Genesis Noir — Making a Hit Record
Here we have a jazzy rendition of the beginning of the universe: a man, a famous saxophonist, shooting his lover, a singer, after an affair is revealed, and the lovesick detective stuck in the middle. Genesis Noir. That title kind of explains it all, right? The genesis of the universe through a smokey filter of street lights in the rain. Of sharp suits and sharper stares. It could be called a point and click adventure, but that feels something of a dead end. You do point, and click, but… what on Earth are you actually doing?
That’s the thing. As best as I could parse, you mess about with the creation of the universe through the trajectory of a bullet. It’s a gloriously tactile thing; individual scenes full of details that respond to even just a cursory movement — a particular early highlight for me was making a hideous mess of the clock apartment.
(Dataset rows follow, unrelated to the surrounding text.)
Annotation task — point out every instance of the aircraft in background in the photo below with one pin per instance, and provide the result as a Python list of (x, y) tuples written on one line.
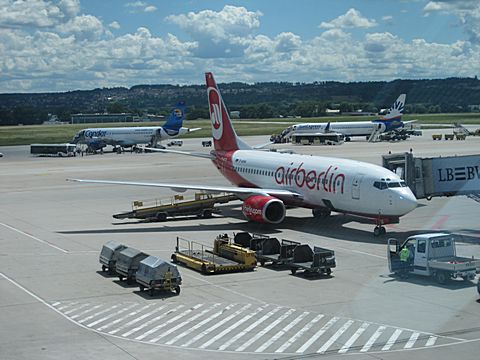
[(131, 137), (268, 181), (370, 129)]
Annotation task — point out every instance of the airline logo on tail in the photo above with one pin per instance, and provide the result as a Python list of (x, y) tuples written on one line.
[(215, 113), (175, 120), (396, 111)]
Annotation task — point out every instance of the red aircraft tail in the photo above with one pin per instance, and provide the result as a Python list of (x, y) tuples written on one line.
[(224, 136)]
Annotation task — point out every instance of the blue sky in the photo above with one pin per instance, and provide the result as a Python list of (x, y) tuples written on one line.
[(61, 45)]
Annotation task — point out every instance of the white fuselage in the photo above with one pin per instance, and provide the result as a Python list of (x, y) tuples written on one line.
[(127, 136), (357, 128), (338, 184)]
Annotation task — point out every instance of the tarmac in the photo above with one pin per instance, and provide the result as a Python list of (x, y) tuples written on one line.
[(56, 303)]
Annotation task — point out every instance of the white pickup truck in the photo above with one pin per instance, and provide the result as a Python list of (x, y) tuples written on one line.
[(432, 255)]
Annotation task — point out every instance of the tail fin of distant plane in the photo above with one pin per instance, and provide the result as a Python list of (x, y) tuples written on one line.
[(396, 111), (224, 136), (175, 120), (393, 118)]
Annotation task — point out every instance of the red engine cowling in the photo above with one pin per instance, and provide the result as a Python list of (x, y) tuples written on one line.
[(262, 208)]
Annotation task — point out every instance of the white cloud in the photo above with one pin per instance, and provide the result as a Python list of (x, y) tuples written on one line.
[(36, 13), (351, 19), (150, 8), (84, 27), (114, 25), (219, 34), (467, 11), (140, 6)]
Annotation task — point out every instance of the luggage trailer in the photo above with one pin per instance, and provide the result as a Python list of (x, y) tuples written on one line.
[(203, 259)]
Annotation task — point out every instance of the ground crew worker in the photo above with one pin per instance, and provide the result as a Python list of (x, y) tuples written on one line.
[(168, 277), (404, 261)]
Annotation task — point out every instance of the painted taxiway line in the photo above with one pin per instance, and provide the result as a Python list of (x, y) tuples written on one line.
[(407, 344)]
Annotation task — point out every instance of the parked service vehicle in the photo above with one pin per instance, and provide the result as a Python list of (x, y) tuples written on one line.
[(156, 274), (128, 262), (432, 255), (175, 143), (109, 255)]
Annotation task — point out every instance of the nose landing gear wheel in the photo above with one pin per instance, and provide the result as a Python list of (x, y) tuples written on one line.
[(379, 230)]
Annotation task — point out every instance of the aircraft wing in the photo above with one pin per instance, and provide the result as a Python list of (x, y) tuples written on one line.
[(189, 153), (261, 146), (241, 192)]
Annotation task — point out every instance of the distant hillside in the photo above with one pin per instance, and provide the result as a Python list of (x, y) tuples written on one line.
[(253, 101)]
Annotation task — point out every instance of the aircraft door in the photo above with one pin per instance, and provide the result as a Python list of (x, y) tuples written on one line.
[(393, 257), (357, 180), (421, 261)]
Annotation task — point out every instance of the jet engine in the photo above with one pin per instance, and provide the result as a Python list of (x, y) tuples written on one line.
[(266, 209), (380, 127)]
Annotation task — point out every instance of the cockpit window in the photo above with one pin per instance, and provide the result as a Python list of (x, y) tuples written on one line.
[(380, 185), (389, 184)]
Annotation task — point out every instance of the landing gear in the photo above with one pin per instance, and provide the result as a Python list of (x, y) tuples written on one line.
[(321, 213), (379, 231)]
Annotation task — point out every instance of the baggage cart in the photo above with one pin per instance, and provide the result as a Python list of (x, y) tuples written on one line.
[(271, 250), (200, 258), (109, 255), (250, 241), (320, 260), (127, 263), (156, 274)]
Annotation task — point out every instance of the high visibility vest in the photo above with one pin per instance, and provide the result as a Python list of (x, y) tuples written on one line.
[(404, 254)]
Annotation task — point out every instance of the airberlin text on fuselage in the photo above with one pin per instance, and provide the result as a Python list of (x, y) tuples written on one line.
[(95, 133), (328, 180)]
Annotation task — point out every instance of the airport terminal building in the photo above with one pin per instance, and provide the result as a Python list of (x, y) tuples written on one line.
[(101, 118)]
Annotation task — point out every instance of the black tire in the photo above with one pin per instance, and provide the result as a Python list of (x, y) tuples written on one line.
[(161, 216), (441, 277)]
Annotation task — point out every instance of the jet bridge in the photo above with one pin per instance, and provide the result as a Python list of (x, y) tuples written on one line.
[(437, 176)]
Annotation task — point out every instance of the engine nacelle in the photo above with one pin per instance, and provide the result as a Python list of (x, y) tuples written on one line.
[(380, 127), (262, 208)]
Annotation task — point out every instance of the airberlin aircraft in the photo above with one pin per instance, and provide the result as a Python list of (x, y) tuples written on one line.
[(268, 181)]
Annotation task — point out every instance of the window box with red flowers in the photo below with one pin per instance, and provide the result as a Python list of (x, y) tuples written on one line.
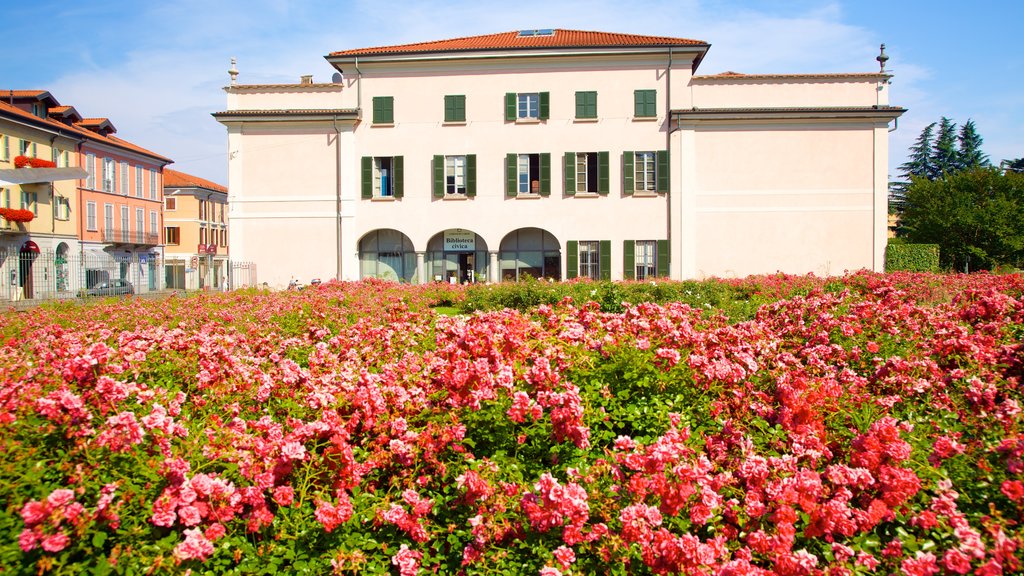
[(14, 215), (27, 162)]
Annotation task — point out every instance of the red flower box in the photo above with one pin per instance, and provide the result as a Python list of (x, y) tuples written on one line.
[(14, 215), (27, 162)]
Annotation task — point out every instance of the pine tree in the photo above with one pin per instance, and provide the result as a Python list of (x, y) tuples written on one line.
[(920, 162), (970, 154), (944, 154)]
Mess, and chaos, seems to be a core tenant of Genesis Noir. The weird, swinging muck of love in the time of noir, the chaos of creation. Suppose that’s jazz, too. There is a full musicality to this, not necessarily a rhythm, but with each piece having a reaction, or at least something to say – keys on a piano.
It’s a toybox of a game. Here are scenes, and a goal. Go have fun. It has a certain chaotic abandon of the very best games – if you do one thing more than once, you can be sure it won’t crop up again. The core is the same. You move, you, point, you click, you move. But what can be done with this, that’s where Genesis Noir’s magic lies. That glorious sense of play, of the sheer joy of interacting with something so stylish.
And what a style it is. Laying the noir on thick, here’s a game in stark black and weight – tight line work, a dedication to light and shade. Staging, blocking. All that theatrical good stuff, creating a world which is ostensibly a stage that casts you as the lead – it has a wonderful ability to ground the player in the strange, and a confidence to boot. The style, the tactility of the gameplay – it all coalesces.
Yet, all this style is little without the substance to back it up. Usually. Personally, I don’t put much stock in that perspective; being swept away in a pure ride of aesthetic mastery is a rare treat. And that’s what happens here – this all probably does mean something. I’m not sure what, and I honestly don’t mind. To play something this damn cool, that’s a treat in and of itself. Feral Cat Den fully knocked it out the park here.
Genesis Noir is available on Steam, Xbox and Nintendo Switch.